AIDA Model

The AIDA Model (Attention, Interest, Desire, Action) is the earliest documented mnemonic for customer engagement models (1898), originally used for advertising and marketing.

All advertising must attract attention, maintain interest, arouse desire, get action.

Elias St. Elmo Lewis

In the 1925 book Psychology Of Selling And Advertising, Edward Kellogg Strong credits Elias St. Elmo Lewis for this model, originating in 1898. This was generally accepted and propagated throughout the academic literature for almost a hundred years. In 2023, Akinori Iwamoto published a paper challenging the generally accepted history, and crediting the model to Frank H. Dukesmith and Arthur Frederick Sheldon.

As the AIDA model exists for more than a century, it has been used as an inspiration for countless similar models and derivatives. According to Thomas E. Barry’s 1987 article The Development of the Hierarchy of Effects: An Historical Perspective, the first variant emerged as soon as 1911, with Arthur Frederick Sheldon adding another step for “Satisfaction” and changing the mnemonic to AIDAS. Some other notable variants are ADICA (Attention, Desire, Inhibitions, Confidence, Action), AIDCA (Attention, Interest, Desire, Confidence, Action), ACCA (Awareness, Comprehension, Convition, Action). Barry also argues that the original mnemonic was AID, and that Lewis himself added the Action step later.

The model originated as a quick mnemonic to assist with advertising campaigns, and not backed by strong scientific research, although it was later taken both literally and seriously by academic researchers. According to Barry’s article, in the 1960s researchers were already complaining that the model is based on “sketchy views of the internal psychological process” and offering studies where some groups of consumers skipped certain steps, or did not go through the funnel in expected order.

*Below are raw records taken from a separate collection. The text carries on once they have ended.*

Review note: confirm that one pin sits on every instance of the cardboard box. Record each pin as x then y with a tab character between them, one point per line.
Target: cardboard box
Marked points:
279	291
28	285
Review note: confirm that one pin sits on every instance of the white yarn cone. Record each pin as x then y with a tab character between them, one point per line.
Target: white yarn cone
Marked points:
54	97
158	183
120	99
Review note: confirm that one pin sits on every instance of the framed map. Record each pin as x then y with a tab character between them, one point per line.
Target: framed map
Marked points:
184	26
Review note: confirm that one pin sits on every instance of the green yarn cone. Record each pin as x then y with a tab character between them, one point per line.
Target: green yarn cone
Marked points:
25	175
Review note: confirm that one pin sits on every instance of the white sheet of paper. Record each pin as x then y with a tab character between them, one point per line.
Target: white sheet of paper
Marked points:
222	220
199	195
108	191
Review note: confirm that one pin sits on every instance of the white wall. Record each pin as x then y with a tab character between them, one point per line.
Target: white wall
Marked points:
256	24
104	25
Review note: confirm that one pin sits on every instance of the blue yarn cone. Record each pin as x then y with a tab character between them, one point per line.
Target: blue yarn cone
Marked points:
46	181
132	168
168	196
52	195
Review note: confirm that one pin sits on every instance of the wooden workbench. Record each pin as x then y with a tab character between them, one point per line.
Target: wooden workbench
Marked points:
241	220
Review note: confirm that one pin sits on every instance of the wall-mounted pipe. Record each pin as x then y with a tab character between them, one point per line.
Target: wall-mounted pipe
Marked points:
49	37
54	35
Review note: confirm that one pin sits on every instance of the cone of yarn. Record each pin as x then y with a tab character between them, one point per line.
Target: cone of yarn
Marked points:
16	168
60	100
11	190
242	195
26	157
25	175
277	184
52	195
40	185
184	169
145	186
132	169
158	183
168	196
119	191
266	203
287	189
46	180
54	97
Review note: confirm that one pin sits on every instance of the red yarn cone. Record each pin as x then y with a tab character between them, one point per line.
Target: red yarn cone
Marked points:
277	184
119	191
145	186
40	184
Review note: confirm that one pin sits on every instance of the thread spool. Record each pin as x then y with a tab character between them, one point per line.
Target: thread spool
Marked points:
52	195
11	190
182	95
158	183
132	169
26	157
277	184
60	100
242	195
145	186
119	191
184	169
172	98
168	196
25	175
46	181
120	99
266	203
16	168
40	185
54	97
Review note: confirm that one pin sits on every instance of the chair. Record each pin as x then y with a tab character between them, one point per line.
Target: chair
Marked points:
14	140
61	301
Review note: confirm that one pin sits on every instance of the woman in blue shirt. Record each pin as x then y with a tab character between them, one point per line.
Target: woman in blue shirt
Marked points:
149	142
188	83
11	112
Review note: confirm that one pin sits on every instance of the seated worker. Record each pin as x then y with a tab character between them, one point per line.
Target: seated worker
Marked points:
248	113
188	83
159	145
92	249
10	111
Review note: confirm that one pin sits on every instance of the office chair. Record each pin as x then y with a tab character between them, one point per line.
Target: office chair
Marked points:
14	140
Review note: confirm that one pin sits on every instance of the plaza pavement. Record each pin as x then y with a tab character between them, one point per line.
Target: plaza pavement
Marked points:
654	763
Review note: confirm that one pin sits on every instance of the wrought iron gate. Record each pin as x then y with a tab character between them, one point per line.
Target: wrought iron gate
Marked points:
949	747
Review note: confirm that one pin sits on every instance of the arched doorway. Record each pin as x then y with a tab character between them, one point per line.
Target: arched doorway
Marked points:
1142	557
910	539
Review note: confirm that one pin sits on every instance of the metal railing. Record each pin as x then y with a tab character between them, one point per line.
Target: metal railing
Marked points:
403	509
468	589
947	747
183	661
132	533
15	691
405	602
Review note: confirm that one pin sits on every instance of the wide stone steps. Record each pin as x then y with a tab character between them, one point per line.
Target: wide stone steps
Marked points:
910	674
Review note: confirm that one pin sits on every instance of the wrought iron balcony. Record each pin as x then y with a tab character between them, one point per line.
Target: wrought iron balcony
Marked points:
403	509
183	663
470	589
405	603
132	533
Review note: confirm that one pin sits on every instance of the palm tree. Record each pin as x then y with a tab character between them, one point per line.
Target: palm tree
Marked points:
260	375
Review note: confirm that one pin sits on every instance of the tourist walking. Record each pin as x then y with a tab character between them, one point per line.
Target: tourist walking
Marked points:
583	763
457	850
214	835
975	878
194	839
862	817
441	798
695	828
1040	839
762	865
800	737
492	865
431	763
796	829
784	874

The model is today mostly important as a historical reference and an precursor of a range of modern hierarchy-of-effects models and frameworks, including customer funnels and metrics frameworks such as the REAN model or the Pirate Metrics Funnel. Similarly to the AIDA model, the modern models are not backed by strong, systematic scientific research, but intuition and experience with a specific market segment. Note that this does not mean that the models are not useful - quite the opposite, but they should not be taken literally and with expectations that they universally apply. Similar to the AIDA model, these modern frameworks are sometimes used expecting a strict flow of consumer behaviours, instead as a mnemonic for planning and discussions. Also, similar to the AIDA model, modern models suffer from fragmentation and minor variations, with various authors adding, removing or reordering steps and claiming that this significantly improves the models, without any specific evidence to back up those claims.